37      Ora, compete exclusivamente ao órgão jurisdicional de reenvio e não ao Tribunal de Justiça verificar a correção desta apreciação do direito nacional. Com efeito, o artigo 267.° TFUE institui um procedimento de cooperação direta entre o Tribunal de Justiça e os órgãos jurisdicionais dos Estados-Membros. No âmbito desse procedimento, que se baseia numa nítida separação de funções entre os órgãos jurisdicionais nacionais e o Tribunal de Justiça, qualquer apreciação dos factos da causa é da competência do juiz nacional, ao qual compete apreciar, tendo em conta as especificidades do processo, tanto a necessidade de uma decisão prejudicial para poder proferir a sua decisão como a pertinência das questões que submete ao Tribunal de Justiça, ao passo que o Tribunal de Justiça apenas está habilitado a pronunciar-se sobre a interpretação ou a validade de um diploma da União com base nos factos que lhe são indicados pelo juiz nacional (Acórdãos de 16 de junho de 2015, Gauweiler e o., C-62/14, EU:C:2015:400, n.° 15, e de 20 de abril de 2021, Repubblika, C-896/19, EU:C:2021:311, n.° 28).

38      No caso em apreço, e partindo da premissa de que a section 37 do ITA 2010 é aplicável no processo principal, há que determinar se a concessão de uma redução do montante do auxílio que deve ser recuperado junto da Fossil (Gibraltar), com base nesta disposição, é suscetível de comprometer a execução efetiva da ordem de recuperação contida na Decisão 2019/700.

39      A este respeito, importa recordar que a supressão de um auxílio ilegal através de recuperação é a consequência lógica da constatação da sua ilegalidade. Por conseguinte, o Estado-Membro destinatário de uma decisão que o obrigue a recuperar os auxílios ilegais deve, por força do artigo 288.° TFUE, tomar todas as medidas adequadas para garantir o cumprimento da referida decisão.
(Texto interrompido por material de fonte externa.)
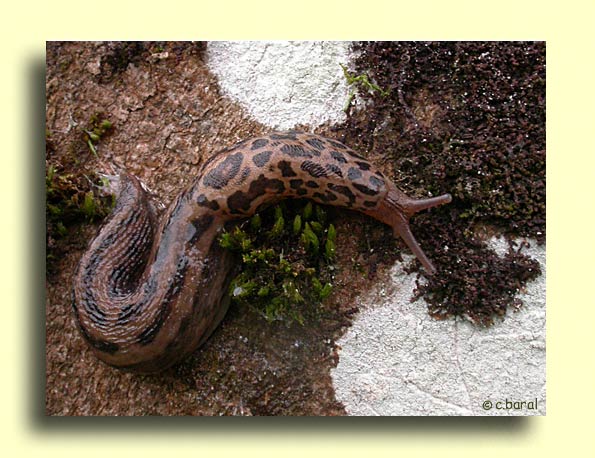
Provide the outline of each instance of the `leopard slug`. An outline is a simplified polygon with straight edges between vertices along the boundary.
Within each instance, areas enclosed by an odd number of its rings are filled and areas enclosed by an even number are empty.
[[[409,218],[451,200],[411,199],[342,143],[295,131],[215,154],[161,217],[137,178],[120,181],[116,206],[78,265],[73,308],[101,360],[141,373],[179,362],[223,319],[234,265],[217,242],[226,223],[286,198],[357,210],[390,225],[433,273]]]

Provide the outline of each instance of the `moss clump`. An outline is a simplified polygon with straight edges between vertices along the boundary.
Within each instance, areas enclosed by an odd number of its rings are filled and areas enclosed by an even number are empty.
[[[343,111],[349,111],[349,107],[351,106],[351,102],[355,97],[355,93],[357,91],[358,86],[364,88],[370,93],[378,92],[382,97],[388,97],[390,95],[390,91],[385,91],[381,89],[380,86],[378,86],[377,84],[372,83],[370,81],[370,78],[368,78],[368,75],[366,75],[365,73],[355,76],[354,74],[350,73],[347,70],[347,67],[345,67],[343,64],[339,65],[343,69],[343,75],[347,80],[347,85],[353,86],[353,88],[349,92],[349,97],[347,99],[347,102],[345,103],[345,107],[343,107]]]
[[[545,44],[356,48],[356,73],[389,95],[362,92],[372,103],[336,130],[353,148],[381,154],[407,194],[452,194],[451,204],[412,220],[438,269],[418,292],[434,316],[489,325],[539,273],[518,251],[497,256],[479,229],[545,241]]]
[[[65,247],[70,229],[81,223],[94,223],[107,216],[115,205],[115,196],[103,192],[103,180],[97,167],[97,143],[112,129],[101,113],[89,119],[80,131],[73,130],[65,153],[56,158],[53,135],[46,129],[46,266],[53,272],[53,261]],[[81,135],[82,133],[82,135]],[[86,145],[86,146],[85,146]],[[93,153],[92,155],[90,154]],[[66,243],[68,244],[68,243]]]
[[[95,157],[98,157],[95,145],[112,130],[112,127],[113,124],[111,121],[104,119],[101,113],[95,113],[91,116],[88,127],[83,129],[85,143],[87,143],[89,150]]]
[[[219,243],[241,257],[232,280],[233,301],[268,321],[303,324],[332,291],[336,230],[311,202],[283,202],[225,232]]]

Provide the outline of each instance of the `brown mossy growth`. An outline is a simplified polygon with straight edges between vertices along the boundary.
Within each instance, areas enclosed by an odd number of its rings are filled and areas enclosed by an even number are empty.
[[[539,271],[519,253],[498,258],[475,231],[489,225],[545,241],[545,44],[356,48],[355,72],[388,96],[360,93],[373,104],[352,110],[339,137],[389,162],[406,193],[452,194],[451,204],[412,221],[438,268],[419,293],[435,316],[489,324]]]
[[[450,217],[457,218],[452,211]],[[463,316],[477,325],[489,326],[503,317],[508,307],[521,306],[515,296],[540,273],[539,263],[520,253],[521,246],[509,242],[508,253],[500,257],[484,241],[468,237],[465,226],[448,218],[432,224],[419,221],[416,234],[434,250],[438,271],[420,284],[413,300],[424,297],[430,315],[438,319]],[[409,270],[415,267],[411,265]]]
[[[124,72],[130,63],[138,63],[148,55],[147,43],[140,41],[108,42],[107,53],[101,56],[99,82],[108,83]]]

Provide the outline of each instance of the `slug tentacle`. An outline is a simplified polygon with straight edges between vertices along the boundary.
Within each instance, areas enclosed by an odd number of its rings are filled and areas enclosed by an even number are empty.
[[[116,367],[155,372],[198,348],[227,310],[233,259],[217,243],[224,225],[287,198],[389,224],[435,271],[409,218],[450,202],[450,195],[411,199],[340,142],[275,132],[215,154],[161,217],[141,183],[121,176],[116,208],[74,279],[75,317],[95,354]]]

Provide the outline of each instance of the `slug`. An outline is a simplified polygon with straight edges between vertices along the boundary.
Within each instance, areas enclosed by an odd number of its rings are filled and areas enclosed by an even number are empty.
[[[227,311],[234,262],[218,243],[226,223],[287,198],[386,223],[435,271],[409,218],[450,202],[449,194],[411,199],[338,141],[276,132],[212,156],[161,217],[139,180],[121,174],[116,206],[74,277],[74,315],[93,352],[111,366],[151,373],[196,350]]]

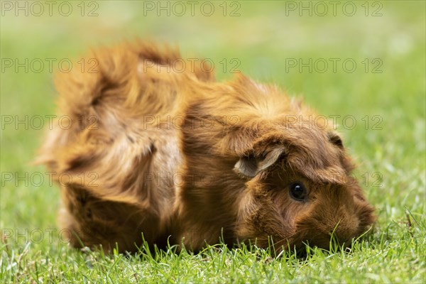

Deve obter uma recuperação efetiva dos montantes devidos a fim de eliminar a distorção da concorrência causada pela vantagem concorrencial proporcionada pelo auxílio ilegal (Acórdão de 24 de janeiro de 2013, Comissão/Espanha, C-529/09, EU:C:2013:31, n.os 90 e 91 e jurisprudência referida). Com a restituição, o beneficiário perde a vantagem de que tinha beneficiado no mercado relativamente aos seus concorrentes e a situação anterior ao pagamento do auxílio é reposta (Acórdão de 15 de dezembro de 2005, Unicredito Italiano, C-148/04, EU:C:2005:774, n.° 113).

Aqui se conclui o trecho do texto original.